Die Maßnahmen sollen die Flugsicherheit bedeutend erhöhen. Sie sollen regelmäßig überprüft werden. Sie betreffen vor allem Reisende aus Ländern, die auf einer schwarzen Liste des US-Außenministeriums stehen, weil sie verdächtigt werden, Terroristen zu beherbergen. Dazu zählen unter anderem Nigeria, Jemen oder Pakistan, aber auch Kuba, Iran, Sudan, Syrien, Afghanistan, Libyen und Somalia. Die komplette Liste ist bislang nicht veröffentlicht worden.
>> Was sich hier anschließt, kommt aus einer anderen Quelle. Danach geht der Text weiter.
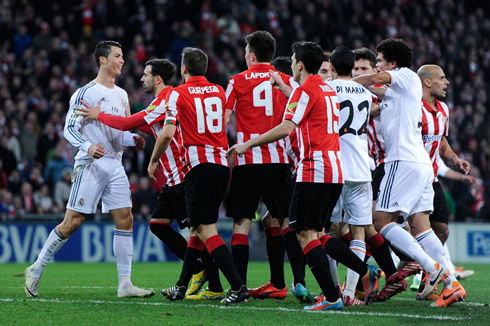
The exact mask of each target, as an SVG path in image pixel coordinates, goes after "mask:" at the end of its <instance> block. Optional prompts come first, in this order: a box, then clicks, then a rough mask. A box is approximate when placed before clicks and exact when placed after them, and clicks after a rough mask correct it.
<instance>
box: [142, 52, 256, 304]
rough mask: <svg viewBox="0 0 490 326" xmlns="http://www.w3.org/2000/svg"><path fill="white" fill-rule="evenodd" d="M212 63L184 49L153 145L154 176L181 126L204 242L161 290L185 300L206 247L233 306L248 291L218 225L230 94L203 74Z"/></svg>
mask: <svg viewBox="0 0 490 326" xmlns="http://www.w3.org/2000/svg"><path fill="white" fill-rule="evenodd" d="M207 67H208V57H207V55H206V54H205V53H204V52H203V51H202V50H199V49H196V48H185V49H184V50H183V52H182V63H181V74H182V79H183V81H184V84H182V85H181V86H179V87H176V88H174V89H173V90H172V92H170V94H168V96H167V99H166V101H167V103H168V109H167V112H166V116H165V125H164V127H163V129H162V132H161V133H160V135H159V136H158V139H157V142H156V144H155V148H154V149H153V153H152V156H151V160H150V165H149V166H148V174H149V176H150V177H154V174H155V171H156V169H157V166H158V160H159V158H160V157H161V155H162V154H163V153H164V152H165V151H166V149H167V148H168V146H169V143H170V142H171V141H172V139H173V137H174V135H175V132H176V129H178V130H179V134H180V137H179V138H180V143H179V145H180V152H181V157H182V158H183V160H184V163H185V166H184V174H185V202H186V207H187V216H188V217H189V227H190V231H191V236H197V237H199V239H200V240H201V241H200V242H197V241H196V243H195V244H192V246H188V248H187V250H186V253H185V257H184V264H183V266H182V272H181V275H180V278H179V281H178V282H177V284H176V285H174V286H172V287H170V288H168V289H163V290H162V292H161V294H162V295H163V296H165V297H167V298H169V299H170V300H182V299H183V298H184V296H185V293H186V290H187V286H188V284H189V281H190V279H191V276H192V271H193V268H194V265H195V263H196V260H197V258H198V257H200V256H201V251H203V250H204V246H205V247H206V249H207V251H208V252H209V254H210V255H211V257H212V259H213V261H214V262H215V264H216V265H217V266H218V267H219V269H220V270H221V272H222V273H223V274H224V276H225V277H226V279H227V280H228V282H229V283H230V285H231V290H230V291H228V294H227V296H226V297H225V298H224V299H223V300H222V302H223V303H224V304H230V303H236V302H241V301H245V300H247V299H248V298H249V293H248V291H247V288H246V286H245V284H244V282H243V281H242V280H241V278H240V276H239V274H238V272H237V270H236V268H235V265H234V264H233V259H232V257H231V254H230V252H229V251H228V248H227V247H226V245H225V243H224V241H223V240H222V239H221V237H220V236H219V235H218V229H217V226H216V221H217V220H218V217H219V206H220V204H221V201H222V199H223V195H224V193H225V191H226V188H227V186H228V180H229V178H230V170H229V167H228V160H227V157H226V148H227V147H228V140H227V138H226V133H225V115H224V106H225V92H224V90H223V88H222V87H221V86H218V85H215V84H211V83H209V82H208V81H207V79H206V78H205V77H204V74H205V73H206V70H207ZM189 249H192V250H189Z"/></svg>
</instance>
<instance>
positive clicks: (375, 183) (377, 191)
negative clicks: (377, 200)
mask: <svg viewBox="0 0 490 326" xmlns="http://www.w3.org/2000/svg"><path fill="white" fill-rule="evenodd" d="M384 175H385V163H384V162H382V163H380V164H379V165H378V167H377V168H376V169H375V170H374V171H373V181H371V185H372V186H373V200H378V194H379V186H380V185H381V180H383V177H384Z"/></svg>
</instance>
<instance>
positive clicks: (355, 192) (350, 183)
mask: <svg viewBox="0 0 490 326" xmlns="http://www.w3.org/2000/svg"><path fill="white" fill-rule="evenodd" d="M372 197H373V190H372V188H371V182H346V183H345V184H344V187H343V188H342V198H343V199H344V205H343V208H344V222H345V223H347V224H349V225H369V224H371V223H372V221H373V216H372V211H371V204H372V201H371V198H372Z"/></svg>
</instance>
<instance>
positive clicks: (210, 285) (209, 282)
mask: <svg viewBox="0 0 490 326" xmlns="http://www.w3.org/2000/svg"><path fill="white" fill-rule="evenodd" d="M202 262H203V265H204V268H205V269H206V278H207V279H208V282H209V283H208V288H209V289H210V290H211V291H213V292H223V286H222V285H221V280H220V278H219V269H218V266H216V264H215V263H213V259H212V258H211V256H210V255H209V252H208V251H207V250H206V249H204V250H203V252H202Z"/></svg>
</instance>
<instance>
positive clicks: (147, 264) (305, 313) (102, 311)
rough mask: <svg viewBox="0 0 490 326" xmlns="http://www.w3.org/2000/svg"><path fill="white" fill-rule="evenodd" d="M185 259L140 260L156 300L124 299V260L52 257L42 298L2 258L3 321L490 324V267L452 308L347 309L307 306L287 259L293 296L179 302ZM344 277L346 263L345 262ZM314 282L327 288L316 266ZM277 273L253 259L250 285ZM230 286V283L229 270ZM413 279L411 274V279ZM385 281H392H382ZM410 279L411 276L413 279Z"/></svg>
mask: <svg viewBox="0 0 490 326" xmlns="http://www.w3.org/2000/svg"><path fill="white" fill-rule="evenodd" d="M181 266H182V265H181V263H138V264H134V265H133V283H134V284H135V285H137V286H140V287H145V288H154V289H155V291H156V292H157V293H156V294H155V296H154V297H153V298H151V299H118V298H117V295H116V291H117V288H116V286H117V273H116V264H115V263H107V264H105V263H104V264H83V263H52V264H50V265H49V266H48V267H47V268H46V269H45V273H44V275H43V277H42V279H41V283H40V284H41V285H40V288H39V297H38V298H27V297H26V295H25V293H24V278H23V277H22V273H23V271H24V269H25V267H27V265H26V264H0V271H1V272H0V280H1V284H2V287H1V290H0V325H46V324H55V323H56V324H68V325H80V324H84V325H90V324H97V325H115V324H118V325H125V324H144V325H150V324H172V325H273V324H274V325H325V324H327V323H328V325H341V324H342V325H377V326H383V325H395V324H398V325H412V324H417V325H489V324H490V307H489V303H490V299H489V297H488V296H487V295H488V292H487V291H488V290H489V284H490V273H489V270H490V266H488V265H474V264H467V265H465V268H467V269H473V270H475V275H473V276H472V277H470V278H469V279H467V280H465V281H462V284H463V286H464V287H465V289H466V291H467V294H468V299H467V300H466V301H465V302H463V303H456V304H454V305H453V306H451V307H449V308H434V307H430V303H431V302H429V301H423V302H419V301H415V299H414V298H415V292H411V291H406V292H403V293H402V294H399V295H397V296H395V297H393V298H392V299H391V300H390V301H387V302H384V303H374V304H372V305H369V306H367V307H360V306H357V307H347V308H345V309H344V310H343V311H340V312H305V311H302V308H303V306H304V305H303V304H300V303H299V302H298V301H297V300H296V298H294V297H293V296H292V294H291V291H290V287H289V285H290V283H291V280H292V276H291V272H290V268H289V265H287V264H286V265H285V271H286V280H287V281H286V282H287V284H288V297H287V298H286V299H285V300H281V301H279V300H272V299H268V300H253V299H251V300H250V302H249V303H241V304H238V305H232V306H229V307H225V306H223V305H222V304H220V303H219V302H208V301H197V302H195V301H186V300H184V301H182V302H171V301H169V300H165V299H164V298H163V297H162V296H160V294H159V293H160V290H161V289H162V288H163V287H169V286H171V285H173V284H174V283H175V282H176V281H177V279H178V276H179V274H180V269H181ZM339 270H340V271H339V272H340V274H341V276H340V277H341V279H343V278H344V277H345V269H344V268H343V267H340V268H339ZM306 275H307V279H306V282H307V286H308V288H309V289H310V291H312V293H314V294H318V292H319V288H318V286H317V285H316V282H315V281H314V279H313V276H312V275H311V273H310V272H309V271H306ZM268 280H269V268H268V264H267V263H250V264H249V281H248V283H249V287H256V286H260V285H262V284H264V283H266V282H267V281H268ZM222 281H223V286H225V288H226V287H227V286H228V284H227V283H226V280H225V279H224V278H223V277H222ZM409 281H411V280H409ZM381 283H382V284H384V281H382V282H381ZM409 285H410V282H409Z"/></svg>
Reisende, die aus diesen Ländern kommen oder über diese Länder gereist sind, werden abgetastet und besonders gescreent. Außerdem wird ihr Gepäck eingehend untersucht. Alle anderen Passagiere sollen stichprobenartig überprüft werden. Für die Untersuchung des Handgepäcks würden neueste Technologien zur Ermittlung von Sprengstoffen angewendet, so die TSA.
Fehlalarm in New York
Und alle zurück zum Scannen. Am Terminal C war das Reisen kein Vergnügen.
(Foto: AP)
Ein Terminal des Flughafens Newark International nahe New York wurde am Sonntagabend aus Sicherheitsgründen abgeriegelt. Wie die US-Flugsicherheitsbehörde mitteilte, hatte zuvor ein Mann durch die Exit-Tür die Sperrzone betreten und dadurch einen Alarm ausgelöst. Alle Passagiere, die darauf warteten, ihre Flugzeuge zu besteigen, wurden daraufhin erneut gescannt. Die Flugabfertigung am Terminal C verzögerte sich dadurch zusätzlich zu den bereits durch eisige Winde bedingten Verspätungen. Die Flugsicherheitsbehörde hatte zuvor verschärfte Sicherheitsmaßnahmen angekündigt.